I am at something of an impasse with the 1% bug.
In order to gain ground I need to be able to see where the program is stuck on the destination machine. There are three ways to do this:
1. Have the community report which workunit stalled on there machine and attempt to reproduce it.
2. Hook up a debugger on the target machine and have the person at the keyboard create a dump file of the process.

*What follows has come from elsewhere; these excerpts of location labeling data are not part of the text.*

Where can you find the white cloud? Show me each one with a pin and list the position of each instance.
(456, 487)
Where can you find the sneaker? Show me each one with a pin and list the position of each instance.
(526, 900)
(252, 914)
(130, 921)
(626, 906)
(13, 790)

3. Introduce a trigger into the executable so that on a certain action it causes it to dump its own backtraces.
Option one proves difficult just in managing the sheer number of workunits to look at. Roughly 550 workunits a day are being aborted or have exceeded their allotted CPU time. R@H hasn’t been able to reproduce the problem in the lab with the workunits they have looked at and are continuing to look at.
Option two doesn’t scale very well, namely of all the people who are hitting this problem only small fraction of them know how to create a dump file with a debugger and only a small fraction of them are willing to spend the time to compress and break the 200MB to 350MB file into smaller pieces to email them to me so I can look at them. Then of course there is only one of me and I still have all my other BOINC work to do, like fixing bugs in the 5.3.x clients so we can ship 5.4.0!
Option three didn’t hit me till Monday night. As part of the feature work we did for CPDN we introduced a way for the core client to notify the science application that it was being aborted so it could clean up after itself. Well I completely forgot that the 5.2.x clients don’t send the abort command to the client when I burned the midnight oil to deliver the backtrace functionality for R@H 4.94. At 4am I had the functionality working for Windows and checked it in.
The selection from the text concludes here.